Alien: Covenant (2017)

Rating: C+

Dir: Ridley Scott
Star: Michael Fassbender, Katherine Waterston, Billy Crudup, Danny McBride

First off, I have had the hardest time convincing myself this film is not called Alien: Convent – even when typing it into Google to find showtimes near me. As typo go, however, it’s not a bad idea: Perhaps a follow up to the third installment, set on the planet run by a religious order. Or a musical, featuring songs like My Favorite Chestbursters and How do you Solve a Problem Like a Xenomorph. Hey, if they can do Evil Dead: The Musical

To be honest, went into this expecting not very much. I am reliably informed that I saw Prometheus. I reviewed the damned film, anyway, and apparently quite liked Prometheus. I cannot, however, remember a single thing about Prometheus. It was even on TV this weekend, and subsequent to seeing Covenant, we watched half an hour of it, with absolutely no bells being rung at all. I mean, I remember bits of the horror – and not in a good way – that was Alien: Resurrection. But it’s as if my memory of Prometheus had been entirely wiped, which did not augur well for Scott’s latest flogging of a dead extraterrestrial.

The end result is… okay. It feels a little bit too much like a retread of its predecessors, particular in that once again, the characters are entirely oblivious to the concepts here. Yes, I know this all takes place before the events of the original, but when you see someone leaning over to look into a pod that has just blossomed open… It brings out my inner black woman, and I have a strong urge to wag my finger and yell, “Nuh-uh! Don’t do it!” at the screen. It’s the same, abandoned spaceship > facehugger > chestburster routine we’ve seen for close to forty years now, with an ending nicked from Aliens, the creature hitching a ride as the spaceship lifts off.

Scott does offer some variations on the theme: the spineburster, for example (shown above), was a nice touch. And his eye for visuals is every bit as good as ever. There’s no-one who can paint with film in quite the same way. It’s just too introverted an alien movie for my tastes, by which I mean, the dynamic shifts from human vs. alien, to being human vs. human, and the monster instead becomes just a tool towards an end. It ends up not being much more than Chekhov’s gun with acid blood: you know it’s going to go off in the third act.

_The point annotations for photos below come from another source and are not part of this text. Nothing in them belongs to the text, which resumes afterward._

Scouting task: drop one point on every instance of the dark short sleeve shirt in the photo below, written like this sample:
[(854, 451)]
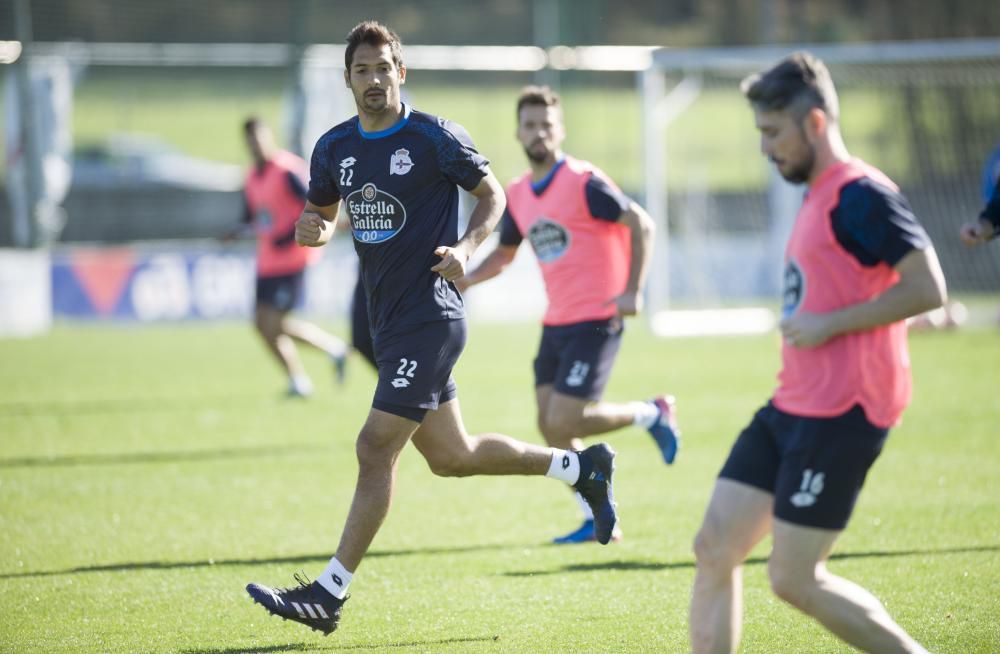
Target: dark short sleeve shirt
[(604, 201), (400, 193), (875, 223), (992, 210)]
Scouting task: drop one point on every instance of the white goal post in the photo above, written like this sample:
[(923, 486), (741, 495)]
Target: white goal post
[(724, 216)]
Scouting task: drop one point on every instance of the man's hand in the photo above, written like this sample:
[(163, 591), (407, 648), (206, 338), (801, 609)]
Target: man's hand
[(976, 232), (804, 329), (628, 303), (311, 230), (452, 264)]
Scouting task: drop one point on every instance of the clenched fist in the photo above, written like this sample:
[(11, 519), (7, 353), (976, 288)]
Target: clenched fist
[(312, 230)]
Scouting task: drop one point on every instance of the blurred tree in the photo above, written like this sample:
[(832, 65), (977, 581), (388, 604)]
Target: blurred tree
[(673, 22)]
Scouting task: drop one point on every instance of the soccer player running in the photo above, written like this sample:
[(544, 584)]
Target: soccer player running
[(593, 245), (274, 194), (398, 171), (857, 264), (988, 225)]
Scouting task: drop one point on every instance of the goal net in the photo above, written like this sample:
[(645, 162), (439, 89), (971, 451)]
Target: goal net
[(927, 114)]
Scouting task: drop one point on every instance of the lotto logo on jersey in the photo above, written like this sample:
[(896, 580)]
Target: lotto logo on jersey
[(549, 239), (376, 216)]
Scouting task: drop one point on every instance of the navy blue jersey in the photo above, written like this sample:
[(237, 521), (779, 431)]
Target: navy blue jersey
[(992, 210), (876, 224), (400, 191)]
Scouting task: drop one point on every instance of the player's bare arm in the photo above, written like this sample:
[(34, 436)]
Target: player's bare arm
[(494, 264), (316, 225), (484, 218), (921, 287), (642, 229)]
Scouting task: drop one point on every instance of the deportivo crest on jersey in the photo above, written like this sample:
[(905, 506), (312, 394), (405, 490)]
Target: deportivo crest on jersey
[(376, 216), (400, 162), (549, 239), (794, 289)]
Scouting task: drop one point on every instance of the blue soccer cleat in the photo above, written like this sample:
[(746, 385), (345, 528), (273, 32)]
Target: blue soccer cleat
[(597, 465), (308, 603), (665, 431), (585, 533)]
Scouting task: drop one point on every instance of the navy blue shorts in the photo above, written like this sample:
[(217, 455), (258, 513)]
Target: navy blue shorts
[(814, 467), (577, 359), (414, 367), (282, 292), (361, 335)]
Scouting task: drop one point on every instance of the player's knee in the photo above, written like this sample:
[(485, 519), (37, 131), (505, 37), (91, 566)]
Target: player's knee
[(712, 552), (449, 467), (373, 452), (791, 585), (450, 462)]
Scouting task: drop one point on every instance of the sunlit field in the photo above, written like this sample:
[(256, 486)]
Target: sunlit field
[(148, 474)]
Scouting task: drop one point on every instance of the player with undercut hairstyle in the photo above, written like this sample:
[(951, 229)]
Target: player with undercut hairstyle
[(857, 264), (397, 172), (593, 245)]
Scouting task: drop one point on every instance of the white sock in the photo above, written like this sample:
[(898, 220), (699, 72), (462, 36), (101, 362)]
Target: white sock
[(335, 578), (565, 465), (588, 513), (645, 414)]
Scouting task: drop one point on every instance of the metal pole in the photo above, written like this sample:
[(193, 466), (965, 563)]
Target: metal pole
[(27, 234), (545, 24)]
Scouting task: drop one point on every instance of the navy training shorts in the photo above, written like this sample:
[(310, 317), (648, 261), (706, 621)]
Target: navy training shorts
[(283, 292), (814, 467), (577, 358), (414, 367)]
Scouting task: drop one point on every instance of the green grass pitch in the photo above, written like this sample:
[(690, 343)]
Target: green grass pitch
[(148, 474)]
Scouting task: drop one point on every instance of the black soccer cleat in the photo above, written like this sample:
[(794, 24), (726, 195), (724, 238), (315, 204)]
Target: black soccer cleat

At least Prometheus could be artistically justified, on the grounds of Scott taking his baby back after the varying treatment inflicted on it by Messrs. Cameron, Fincher and Jeunet. This seems on considerably thinner ice, and I’m unconvinced this is a universe truly in need of any further exploration. Especially if it’s going to consist of films, which serve mostly to remind viewers just how great both Alien and Aliens were.